- Directed by: Muppalaneni Shiva
- Produced by: S. K. Basheed
- Starring: Venu Allari Naresh Parvati Melton Mallika Kapoor
- Edited by: K. Ramesh
- Music by: Chakri
- Production company: Bajju Art Productions
- Release date: 10 August 2007;
- Running time: 145 minutes
- Country: India
- Language: Telugu

= Allare Allari =

Allare Allari is a 2007 Indian Telugu-language romantic comedy film starring Venu, Allari Naresh, Parvati Melton, Mallika Kapoor.

==Plot==
Ramulamma kills two of the three people who have murdered her husband. She takes a promise from Bapineedu, her younger brother, that her daughter Priya should be taken care of and marry Anand and that her nephew Anand has to study well. The Kurnool district magistrate court awards a lifetime punishment to her.

Anand studies medicine and becomes a cardiologist. He stays in a flat at Brindavan Apartments. The daughter of Sutti Velu attempts suicide and gets admitted in Anand's hospital. Anand learns that she is pregnant and was deceived by a guy whose marriage is taking place on that day. Anand sees to it that the guy marries Velu's daughter in the registrar's office on the same day. Swapna demands Anand to pay seven lakhs as her marriage got cancelled due to Anand. Swapna and her father takes a flat on rent in the apartments where Dr. Anand resides. On one occasion, Anand sees Swapna in her bathroom. Swapna's father and other residents in that apartment demands that Anand marry Swapna. Anand tells to them about the promise his father made to Ramulamma. He agrees to marry Swathi through registered marriage.

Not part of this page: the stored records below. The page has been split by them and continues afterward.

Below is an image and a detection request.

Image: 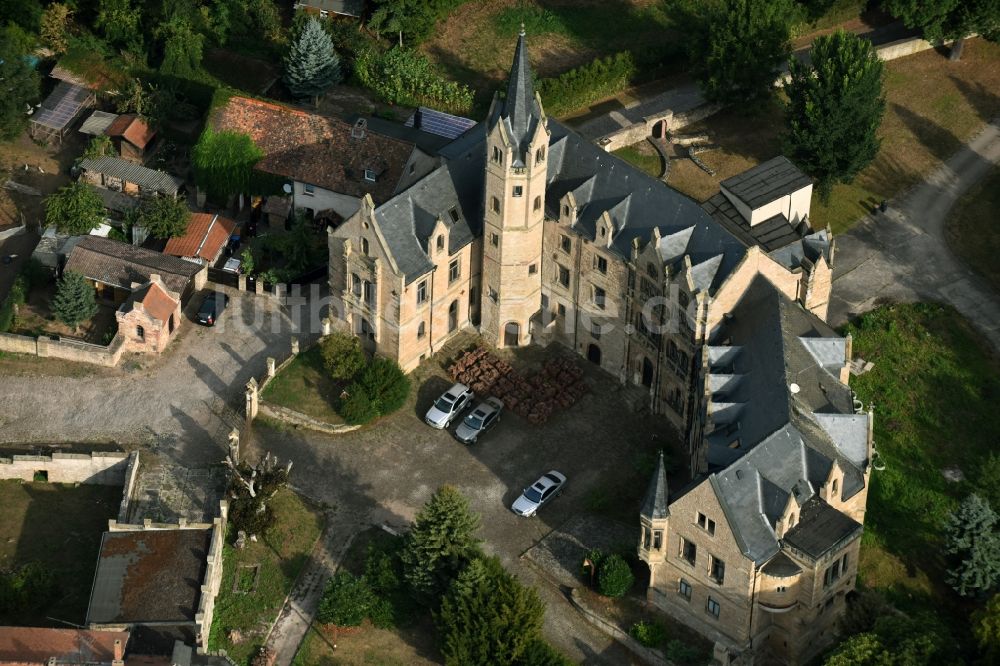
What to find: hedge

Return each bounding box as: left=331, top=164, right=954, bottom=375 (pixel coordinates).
left=537, top=51, right=638, bottom=116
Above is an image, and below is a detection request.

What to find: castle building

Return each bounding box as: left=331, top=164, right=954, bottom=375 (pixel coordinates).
left=329, top=33, right=871, bottom=663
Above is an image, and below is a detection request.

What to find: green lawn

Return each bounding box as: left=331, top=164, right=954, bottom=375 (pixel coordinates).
left=209, top=489, right=323, bottom=664
left=669, top=39, right=1000, bottom=233
left=293, top=527, right=441, bottom=666
left=0, top=481, right=122, bottom=626
left=614, top=141, right=663, bottom=178
left=262, top=345, right=344, bottom=423
left=947, top=167, right=1000, bottom=291
left=847, top=303, right=1000, bottom=632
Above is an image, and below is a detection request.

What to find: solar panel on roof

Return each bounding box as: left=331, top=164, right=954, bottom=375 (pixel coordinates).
left=405, top=106, right=476, bottom=139
left=32, top=81, right=91, bottom=130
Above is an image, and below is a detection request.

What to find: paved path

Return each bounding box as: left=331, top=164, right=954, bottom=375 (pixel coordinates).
left=829, top=119, right=1000, bottom=351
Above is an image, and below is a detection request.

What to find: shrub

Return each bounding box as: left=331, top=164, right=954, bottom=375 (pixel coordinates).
left=538, top=51, right=637, bottom=116
left=597, top=555, right=635, bottom=597
left=340, top=382, right=378, bottom=425
left=628, top=620, right=667, bottom=647
left=319, top=333, right=366, bottom=381
left=354, top=47, right=472, bottom=113
left=316, top=571, right=377, bottom=627
left=357, top=356, right=410, bottom=416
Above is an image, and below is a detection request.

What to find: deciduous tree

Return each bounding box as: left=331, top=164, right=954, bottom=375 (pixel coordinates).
left=674, top=0, right=794, bottom=110
left=944, top=493, right=1000, bottom=596
left=785, top=30, right=885, bottom=201
left=0, top=39, right=39, bottom=141
left=284, top=18, right=341, bottom=104
left=52, top=271, right=97, bottom=329
left=882, top=0, right=1000, bottom=60
left=136, top=196, right=191, bottom=238
left=400, top=486, right=480, bottom=605
left=45, top=181, right=104, bottom=236
left=436, top=557, right=545, bottom=666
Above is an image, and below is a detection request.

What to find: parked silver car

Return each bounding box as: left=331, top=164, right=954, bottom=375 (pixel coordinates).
left=424, top=384, right=476, bottom=430
left=455, top=398, right=503, bottom=444
left=510, top=470, right=566, bottom=517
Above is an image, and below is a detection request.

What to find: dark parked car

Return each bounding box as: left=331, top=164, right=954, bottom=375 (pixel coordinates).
left=197, top=291, right=229, bottom=326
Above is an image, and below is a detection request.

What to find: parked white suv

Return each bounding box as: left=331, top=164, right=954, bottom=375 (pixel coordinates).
left=424, top=384, right=476, bottom=430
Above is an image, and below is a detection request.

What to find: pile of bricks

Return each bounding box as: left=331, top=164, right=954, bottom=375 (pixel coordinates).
left=451, top=347, right=587, bottom=425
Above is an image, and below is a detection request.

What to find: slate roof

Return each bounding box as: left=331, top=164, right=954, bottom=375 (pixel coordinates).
left=210, top=96, right=415, bottom=204
left=640, top=451, right=670, bottom=520
left=490, top=28, right=542, bottom=166
left=120, top=281, right=179, bottom=323
left=105, top=113, right=156, bottom=150
left=0, top=627, right=128, bottom=666
left=80, top=155, right=184, bottom=195
left=720, top=156, right=812, bottom=209
left=87, top=529, right=212, bottom=624
left=163, top=213, right=236, bottom=261
left=66, top=236, right=202, bottom=294
left=784, top=497, right=863, bottom=559
left=705, top=276, right=868, bottom=564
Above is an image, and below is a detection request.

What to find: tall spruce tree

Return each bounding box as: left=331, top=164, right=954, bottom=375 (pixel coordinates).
left=882, top=0, right=1000, bottom=60
left=400, top=486, right=480, bottom=605
left=684, top=0, right=794, bottom=111
left=785, top=30, right=885, bottom=201
left=944, top=493, right=1000, bottom=597
left=436, top=557, right=545, bottom=666
left=284, top=18, right=341, bottom=104
left=52, top=271, right=97, bottom=330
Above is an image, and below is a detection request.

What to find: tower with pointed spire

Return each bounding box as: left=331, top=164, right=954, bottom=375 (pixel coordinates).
left=481, top=26, right=549, bottom=347
left=639, top=450, right=670, bottom=587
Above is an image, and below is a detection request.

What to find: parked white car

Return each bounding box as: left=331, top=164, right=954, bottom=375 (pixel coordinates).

Veera Babu works as a watchman in Brindavan Apartments. Anand treats him as a good friend. At the scheduled time, Anand had to attend an emergency case and hence could not turn up at the registrar's office. About the same time, Anand receives a phone call from Bapi Reddy that Anand has to receive Ramulamma at the Central Jail as she is getting released. Anand goes to the registrar office in search of Swapna and finds Veera Babu there. Both Anand and Veera Raju go to central jail to receive Ramulamma. As Veera Babu is in a well-tailored costly suit, Ramulamma believes that Veera Babu is her nephew. A few twists and turns lead to Anand marrying Swapna with Veera Babu marrying Priya with the approval of Ramulamma.

== Soundtrack ==
The soundtrack was composed by Chakri.
- "Laila Laila" - Javed Ali
- "Jigi Jigi" - Devan
- "Nuvvaina" - Chakri,Kousalya
- "Allare" - Karthik
- "Hello Killadi" - Raghu Kunche

== Reception ==
Idlebrain wrote "The movie would have worked if it did not fall flat in the last half an hour". Rediff wrote "all comedy films don't make a fortune at the box office, but the producers try to cash in on the mood of the audience. As a result, sometimes some very insipid comedy films hit the screen. One such endeavour is Allare Allari".